W sumie znanych jest 14 erupcji Katli. Wcześniej wulkan wybuchał co 50-80 lat, ale od 1918 roku milczy – w okresie ostatnia erupcja wyrzucił w niebo pięć razy więcej popiołu niż sąsiad Eyjafjallajökull w 2010 roku. Przewidywana dziś erupcja Katli będzie pierwszą od prawie 100 lat. Obecnie Katla emituje od 12 do 24 kiloton dwutlenku węgla dziennie, komory magmowe wulkanu zapełniają się, co wskazuje na zbliżającą się katastrofę i alarmuje ekspertów.

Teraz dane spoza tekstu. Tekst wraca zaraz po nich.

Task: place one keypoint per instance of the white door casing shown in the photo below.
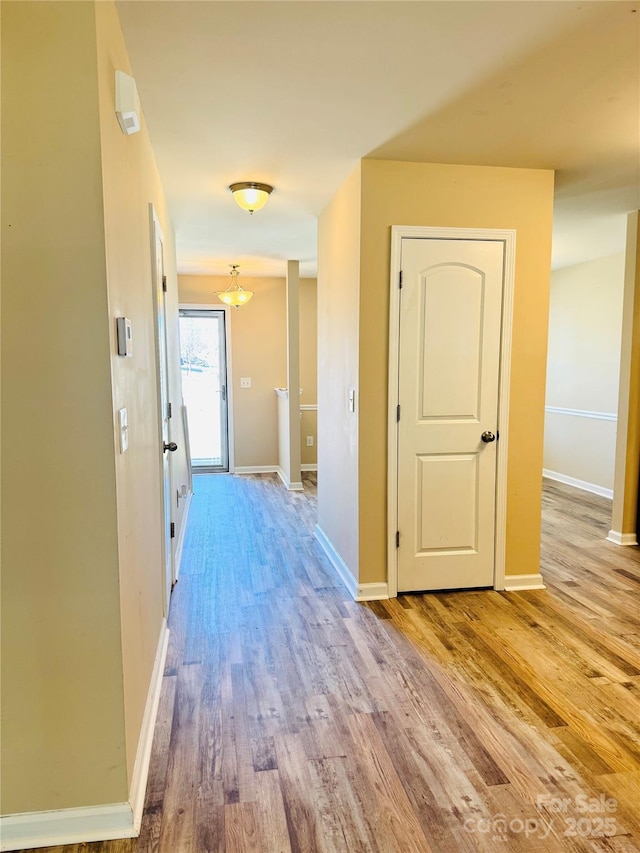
(157, 267)
(449, 359)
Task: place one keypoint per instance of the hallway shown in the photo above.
(293, 719)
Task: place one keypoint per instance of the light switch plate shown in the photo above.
(123, 423)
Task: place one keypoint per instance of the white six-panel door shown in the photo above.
(448, 383)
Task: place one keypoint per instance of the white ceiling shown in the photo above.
(294, 93)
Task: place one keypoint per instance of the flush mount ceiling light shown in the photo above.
(235, 294)
(251, 195)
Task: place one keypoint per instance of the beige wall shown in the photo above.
(259, 351)
(63, 703)
(585, 322)
(625, 497)
(131, 182)
(467, 197)
(354, 263)
(82, 568)
(338, 358)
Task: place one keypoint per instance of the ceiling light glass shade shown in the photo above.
(235, 297)
(235, 294)
(251, 195)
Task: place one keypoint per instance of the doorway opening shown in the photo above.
(203, 365)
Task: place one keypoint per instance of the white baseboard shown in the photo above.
(342, 570)
(359, 592)
(372, 591)
(145, 741)
(183, 528)
(516, 583)
(578, 484)
(291, 486)
(95, 823)
(67, 826)
(622, 538)
(255, 469)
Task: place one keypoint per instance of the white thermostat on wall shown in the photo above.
(125, 341)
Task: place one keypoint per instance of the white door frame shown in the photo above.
(508, 237)
(200, 306)
(168, 557)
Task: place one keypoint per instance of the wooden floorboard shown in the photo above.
(294, 719)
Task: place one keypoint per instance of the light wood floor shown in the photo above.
(293, 719)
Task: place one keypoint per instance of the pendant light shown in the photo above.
(251, 195)
(235, 294)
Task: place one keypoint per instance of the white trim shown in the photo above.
(256, 469)
(342, 570)
(66, 826)
(372, 591)
(181, 534)
(290, 486)
(517, 583)
(143, 754)
(578, 484)
(622, 538)
(157, 288)
(210, 306)
(582, 413)
(508, 237)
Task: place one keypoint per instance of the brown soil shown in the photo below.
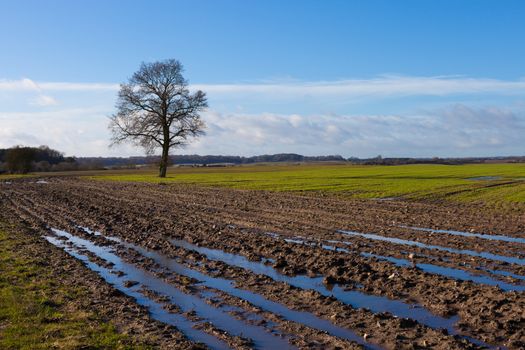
(237, 222)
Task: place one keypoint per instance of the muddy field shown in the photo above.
(225, 268)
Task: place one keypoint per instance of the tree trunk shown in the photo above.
(164, 161)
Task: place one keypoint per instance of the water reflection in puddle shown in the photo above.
(450, 272)
(502, 238)
(431, 268)
(350, 297)
(155, 309)
(258, 300)
(490, 256)
(186, 302)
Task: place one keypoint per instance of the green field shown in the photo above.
(433, 182)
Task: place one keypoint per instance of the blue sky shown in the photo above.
(356, 78)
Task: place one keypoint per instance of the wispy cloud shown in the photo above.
(44, 100)
(456, 130)
(30, 85)
(389, 85)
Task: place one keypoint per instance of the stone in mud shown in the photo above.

Szczyt aktywności sejsmicznej na Islandii przypada na jesień, która niesie ze sobą największe ryzyko erupcji. Nagromadzenie magmy wewnątrz Katli jest znacznie wzmocnione przez obecność lodowca w jego kraterze - działa to tak samo, jak pokrywa gigantycznego szybkowaru. Fakt, że wulkan jest ukryty pod lodowcami również znacznie utrudnia monitorowanie jego aktywności.

Katla jest daleko od głównych osad Islandii, a erupcja nie grozi lokalni mieszkańcy. Jednym z głównych zagrożeń jest to, że aktywność wulkaniczna Katli może spowodować potężne topnienie pobliskich lodowców i zalanie sąsiednich obszarów wodą z roztopów.

Islandczycy mają legendę o Katli, która sięga ponad ośmiu wieków. Według legendy Katla to imię porywczej i okrutnej gospodyni z miejscowego klasztoru, która posiadała nadprzyrodzone moce. Pewnego razu, gdy została oskarżona o czary, „zła wiedźma” uciekła i skoczyła do lodowca Mýrdalsjökull (który znajduje się nad wulkanem). Rozpoczęła się erupcja, która zniszczyła klasztor i zabiła wszystkich jego mieszkańców. Legenda ostrzega, że ​​pewnego dnia Katla powróci, by się zemścić.